Sono tutti segnali che fanno ritenere che la spinta imprenditoriale in Italia stia scemando e che i detentori della ricchezza stiano pensando a conservarla piuttosto che a rimetterla in gioco per coniugare interesse personale e interesse collettivo. Pertanto abbiamo bisogno di attirare capitali stranieri. Se si viaggia in Asia o negli Emirati si vede come lì vi sia il coraggio di avviare progetti ambiziosi e di lungo termine. Deve essere fatto uno sforzo per attirare questi capitali anche da noi vedendoli non come una minaccia, ma anzi come un contributo importante.

Chi avesse resistito e fosse arrivato a questo punto potrebbe forse anche concordare, ma probabilmente starà pensando che tutto questo è impossibile che avvenga in Italia e avrebbe ragione. È davvero difficile credere che questo paese superi la conservazione d’interessi e mentale che ci sta bloccando. Ciò che è grave è che tale conservazione attraversa tutta la società italiana dai sindacati, agli imprenditori, al Settore Pubblico e anche a molta parte delle cosiddette “elite culturali” impegnate in un “Porta a Porta” nazionale più attento all’audience e al proprio orticello che a una sincera voglia di approfondire e sperimentare.

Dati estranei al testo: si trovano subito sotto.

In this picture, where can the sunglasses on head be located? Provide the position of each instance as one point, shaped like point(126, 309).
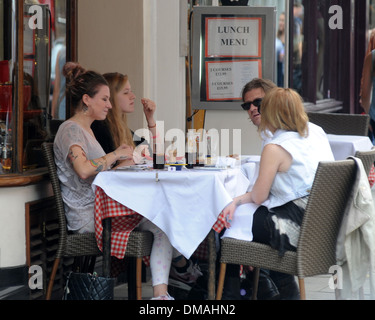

Ma questa difficoltà non deve far demordere dal ricercare grandi cambiamenti proprio perché le altre strade che ci vengono proposte (per esempio: venture capital, mantenere le aziende italiane e diffidare del capitale straniero, mantenere la mano pubblica nelle utilities, ecc) non sono soluzioni, ma anzi un freno al cambiamento. Quindi meglio avviare una battaglia forse difficilissima, ma non ancora persa, piuttosto che raccontarsi “storie” che certamente ci faranno perdere. Tra l’altro il cambio di paradigma implica passare da un dibattito tutto ideologico a una discussione pragmatica che vada a esaminare davvero cosa funziona e cosa non funziona, stimolando l’innovazione e una nuova imprenditorialità che abbia anche una visione collettiva del proprio agire.

C’è infine una soluzione alternativa estrema a questo immobilismo d’interessi e culturale e cioè promuovere l’emigrazione di massa nei prossimi anni dei nostri giovani e riconoscere definitivamente che l’Italia non è un paese per giovani (di età e d’idee).